Lets visualize the dendogram with clusters.
plot(as.hclust(HCagnes))
rect.hclust(HCagnes, k = 4, border = 2:5)
While AGNES combines datapoints into clusters,DIANA divides entire dataset in to clusters until each datapoint is in its own cluster.
HCdiana <- diana(GowerDistance,diss = TRUE)
plot(as.hclust(HCdiana))
As in AGNES, we will also need to prune dendogram of DIANA.
clusteredtrain$DianaCluster <- cutree(HCdiana,k = 4)

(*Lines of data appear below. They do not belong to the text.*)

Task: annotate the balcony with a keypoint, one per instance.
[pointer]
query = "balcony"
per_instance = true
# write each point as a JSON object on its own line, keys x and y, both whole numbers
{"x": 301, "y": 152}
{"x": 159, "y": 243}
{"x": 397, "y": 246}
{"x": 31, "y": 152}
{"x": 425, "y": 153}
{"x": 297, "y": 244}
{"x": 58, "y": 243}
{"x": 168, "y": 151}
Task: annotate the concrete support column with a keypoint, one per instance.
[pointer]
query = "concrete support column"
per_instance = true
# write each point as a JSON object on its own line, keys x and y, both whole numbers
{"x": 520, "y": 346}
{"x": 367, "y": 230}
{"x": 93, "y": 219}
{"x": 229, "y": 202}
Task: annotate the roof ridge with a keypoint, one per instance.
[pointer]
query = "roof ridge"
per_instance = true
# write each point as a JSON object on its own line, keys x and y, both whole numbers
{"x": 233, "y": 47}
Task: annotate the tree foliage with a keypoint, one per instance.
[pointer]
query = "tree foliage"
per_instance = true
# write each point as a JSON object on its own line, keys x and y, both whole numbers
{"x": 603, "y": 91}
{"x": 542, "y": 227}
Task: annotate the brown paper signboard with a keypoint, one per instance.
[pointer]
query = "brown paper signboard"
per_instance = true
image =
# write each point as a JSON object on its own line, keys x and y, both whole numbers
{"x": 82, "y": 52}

Checking the cluster size.
table(clusteredtrain$DianaCluster)
##
## 1 2 3 4
## 123 211 59 47
Lets see how our dendogram was pruned.
plot(as.hclust(HCdiana))
rect.hclust(HCdiana, k = 4, border = 2:5)
Thus we have clustered our dataset using various clustering methods like K-Means,PAM,AGNES and DIANA.
The distributor can give promotional offers or discounts to his clients based on which cluster they belong.